I later tried all sorts of raw whiskey. The Hudson New York Corn Whiskey from Tuthilltown (which I bought a bottle of and will be reviewing formally soon) and Georgia Moon (which is a mild corn whiskey that's more gimmick than substance) were both good in their own way, with my favorite being the Tuthilltown. Searching for this white dog, this white lighting', this corn squeezins', has resulted in research in all forms of media. It is, predominantly, in the form of moonshine. Long has new make white spirit been associated with the Appalachian tradition of making sweet, sweet hooch in illicit stills. Unfortunately, as many have noted, the old-timey tradition of quality 'shine given away to friends and family or used in medicine is gone, replaced with a massive illegal trade in high margin, low quality spirits. Pappy don't have a copper still in the back yard anymore. They're often crudely formed of cheap metal (often unsuitable for potable alcohol production) and sometimes they're even cut with harsh chemicals that mimic the "burn" and fire of a high proof spirit. Long gone are the days of distilling for use rather than profit. However, there are a few journalists still soldiering on to capture what is information is left from the dying breed of traditionalist distillers.
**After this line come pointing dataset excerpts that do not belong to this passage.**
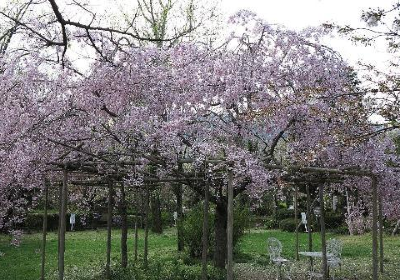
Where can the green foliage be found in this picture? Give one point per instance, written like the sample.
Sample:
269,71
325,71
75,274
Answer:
270,223
193,228
288,225
284,213
334,220
171,270
343,229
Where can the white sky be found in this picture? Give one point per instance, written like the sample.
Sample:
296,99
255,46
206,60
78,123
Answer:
299,14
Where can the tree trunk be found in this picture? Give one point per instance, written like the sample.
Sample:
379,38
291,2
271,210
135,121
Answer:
124,229
156,225
220,234
109,225
396,228
179,211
One of these heroic men is Neal Hutchinson, creator of Sucker Punch Pictures and the documentary "The Last One".
It stars the late "Popcorn" Sutton, one of the last vocal and prominent distillers. Marvin "Popcorn" Sutton was a spitfire of an old coot. On the outside, he looked like an old Snuffy Smith cartoon with his stained overalls, long beard, unfiltered cigarettes and Model A Ford. In reality, he had the trappings of a normal man: cell phone, Toyota. Many feel (like Max Watman) that people idolize him not for what he does but what he represents: a time gone by. I idolize him because he's had the brass balls to continue distilling in the face of the ATF and revenuers. He'd been caught a few times and damn if that was gonna slow this crazy old bastard down. I have to respect that.
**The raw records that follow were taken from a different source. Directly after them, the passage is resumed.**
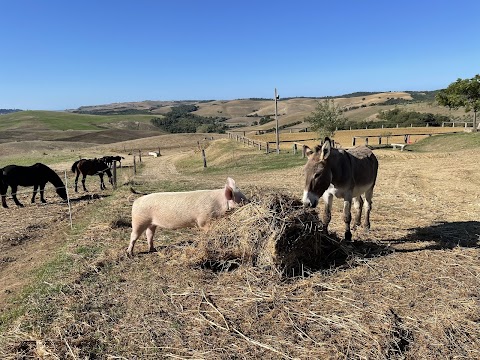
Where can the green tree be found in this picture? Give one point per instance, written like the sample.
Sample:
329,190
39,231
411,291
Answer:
326,118
462,93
The plot of the film is elegant in its simplicity: the last run of moonshine that Sutton will ever do. It follows the entire process, interspersed with historians and first hand accounts. The full gauntlet is run: from picking a spot to the proofing party. You can watch Sutton find a place, build a still, ferment the corn mash, charge the still, run the wash through, and end up with the final product which a friend of him cuts down to appropriate proof. All of the liquor he makes he gives away. This is the gist of the movie. But it's so much more than that. It really shows not just an old man doing what he learned to do despite the laws preventing him, but a kind of dedication. He chronicles the batches he's made, distinguishing between "fighting kinds" and "lovin kinds" of moonshine. You see him sit around in the company of friends, picking a banjo and smoking a cig. The best part of the movie, for me, is listening to Popcorn laugh. It's infectious. A light hiccuping laugh of mirth and joy, it speaks to not the booze he's cranking out but the history of the man; his ups and downs. The film evolves far beyond the still and alcohol but to the personal story of a man; the history of a region.
It is with a heavy heart that I have to say that the story doesn't have a happy ending. Shortly after a conviction and jail sentencing for illegal ethanol production, Popcorn Sutton committed suicide by way of carbon monoxide poisoning. It saddens me that I'd never get to meet Popcorn and share a jar with him. I'd never get to hear what he has to say, learn what he has to teach. But, luckily, his legacy lives on in The Last One and I'm certainly glad of it. The only draw-back to this DVD? It's too damn short to encapsulate the man that is Marvin "Popcorn" Sutton.